A phrase detector is an implemented algorithm that uses several techniques with the most popular being the count collation (which is the technique used in gensim). This technique identifies common words that always occurs together with a minimum predefined frequency or according to gensim; threshold score, where the higher the threshold value, the stricter the selection process.

This model is used to identify phrases (bigrams) that are present in your texts, and is especially useful in building word vectors. Because it substantially reduce the computational complexity by reducing the number of vocabularies in your word vector, it does this by combining words that occurs together frequently into a single word.

import os
import re
from typing import List
from itertools import islice

from gensim import utils
from gensim.models.phrases import Phrases, ENGLISH_CONNECTOR_WORDS
from nltk.tokenize import NLTKWordTokenizer, PunktSentenceTokenizer
view rawmodel.py

This model is trained on the whole series of the Malazan Book of the Fallen, not only is it an excellent resources to train your model, it is also a much more excellent read, or it can be any [or all] books that are presently in your computer.
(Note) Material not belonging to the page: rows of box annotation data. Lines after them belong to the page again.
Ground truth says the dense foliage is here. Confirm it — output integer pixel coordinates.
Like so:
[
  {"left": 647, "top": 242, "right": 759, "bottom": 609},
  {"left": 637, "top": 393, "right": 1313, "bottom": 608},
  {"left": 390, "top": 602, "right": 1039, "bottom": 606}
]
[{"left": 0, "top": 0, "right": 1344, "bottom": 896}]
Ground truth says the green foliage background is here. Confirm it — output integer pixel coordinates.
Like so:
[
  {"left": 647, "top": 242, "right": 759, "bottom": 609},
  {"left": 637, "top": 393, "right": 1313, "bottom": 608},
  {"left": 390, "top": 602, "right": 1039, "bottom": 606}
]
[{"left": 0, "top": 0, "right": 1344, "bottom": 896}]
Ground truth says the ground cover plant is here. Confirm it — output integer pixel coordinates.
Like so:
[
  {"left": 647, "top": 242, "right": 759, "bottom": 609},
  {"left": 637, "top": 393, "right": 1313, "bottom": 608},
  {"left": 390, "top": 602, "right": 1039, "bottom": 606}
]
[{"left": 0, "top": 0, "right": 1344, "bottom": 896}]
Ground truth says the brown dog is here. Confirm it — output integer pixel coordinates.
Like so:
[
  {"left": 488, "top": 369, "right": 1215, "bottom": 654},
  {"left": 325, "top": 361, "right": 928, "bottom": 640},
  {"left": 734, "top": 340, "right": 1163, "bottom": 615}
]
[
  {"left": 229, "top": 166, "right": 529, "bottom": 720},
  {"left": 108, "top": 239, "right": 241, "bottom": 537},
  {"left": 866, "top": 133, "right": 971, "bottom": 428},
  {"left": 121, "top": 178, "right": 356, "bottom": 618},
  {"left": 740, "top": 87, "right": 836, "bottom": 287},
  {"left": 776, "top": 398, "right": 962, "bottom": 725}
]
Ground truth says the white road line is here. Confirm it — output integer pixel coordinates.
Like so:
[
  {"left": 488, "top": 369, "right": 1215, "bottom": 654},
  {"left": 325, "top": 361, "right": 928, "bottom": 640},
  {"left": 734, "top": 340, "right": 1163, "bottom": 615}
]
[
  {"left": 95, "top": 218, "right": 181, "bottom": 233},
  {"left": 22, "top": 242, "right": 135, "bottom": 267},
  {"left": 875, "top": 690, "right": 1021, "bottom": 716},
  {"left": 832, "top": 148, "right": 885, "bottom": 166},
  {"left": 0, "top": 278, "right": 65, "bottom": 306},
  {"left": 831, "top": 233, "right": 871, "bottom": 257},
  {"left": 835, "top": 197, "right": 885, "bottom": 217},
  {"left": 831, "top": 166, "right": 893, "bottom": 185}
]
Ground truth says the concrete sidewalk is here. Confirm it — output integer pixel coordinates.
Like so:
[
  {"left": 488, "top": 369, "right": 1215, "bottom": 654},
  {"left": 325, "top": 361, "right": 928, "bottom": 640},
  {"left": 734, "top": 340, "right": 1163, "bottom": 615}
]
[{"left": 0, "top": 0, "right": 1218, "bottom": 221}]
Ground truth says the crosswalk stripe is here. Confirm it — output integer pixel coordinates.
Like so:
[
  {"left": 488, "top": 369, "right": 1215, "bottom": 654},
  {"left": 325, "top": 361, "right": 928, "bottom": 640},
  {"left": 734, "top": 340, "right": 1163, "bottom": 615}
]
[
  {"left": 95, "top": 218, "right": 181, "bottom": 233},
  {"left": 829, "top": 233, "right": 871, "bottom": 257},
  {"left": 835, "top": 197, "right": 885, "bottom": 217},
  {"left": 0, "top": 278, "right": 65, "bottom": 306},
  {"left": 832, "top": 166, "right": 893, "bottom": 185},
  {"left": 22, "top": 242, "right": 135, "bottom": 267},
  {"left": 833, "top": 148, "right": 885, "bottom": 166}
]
The books should be in [or converted to] the .txt format for easy loading, and they should all be in a folder called the Books with no subfolder containing any more text files.

class CustomPathLineSentences:
    """Custom implementaion of gensim.models.word2vec.PathLineSentences

    It differs from gensim implementation in that it replaces the default
    tokenizer with a more powerful tokenizer, while also adding more
    functionalities to it.

    Functionalities
    1) Break the block of text into sentences using PunktSentenceTokenizer()
       as each text is split on \n
    2) For each sentence
        a) Tokenize sentence using NLTKWordTokenizer()
            i) Clean each tokens 

        b) Join words that constitute phrases into a single word if a 
           phrase detector model is passed as argument

        c) yield up the preprocessed tokens for further processing
    2) 

    Parameters

    source: str
        File path of the folder containing the text file
    limit: int
        The maximum number of characters to read in each text block
    include_phrase: bool
        If True group words that constitue phrase into a single word, 
        this should only be set to True if a phrase detector model has
        been trained
    phrase_model: phrase detector model
        The model used in detecting phrases in text
        if include_phrase is True and phrase_model is None, a ValueError
        is raised,
    """
    def __init__(self, source, limit=None, 
                 include_phrase=False, phrase_model=None):
        self.source = source
        self.limit = limit
        self.include_phrase = include_phrase
        self.word_tokenizer = NLTKWordTokenizer()
        self.sentence_tokenizer = PunktSentenceTokenizer()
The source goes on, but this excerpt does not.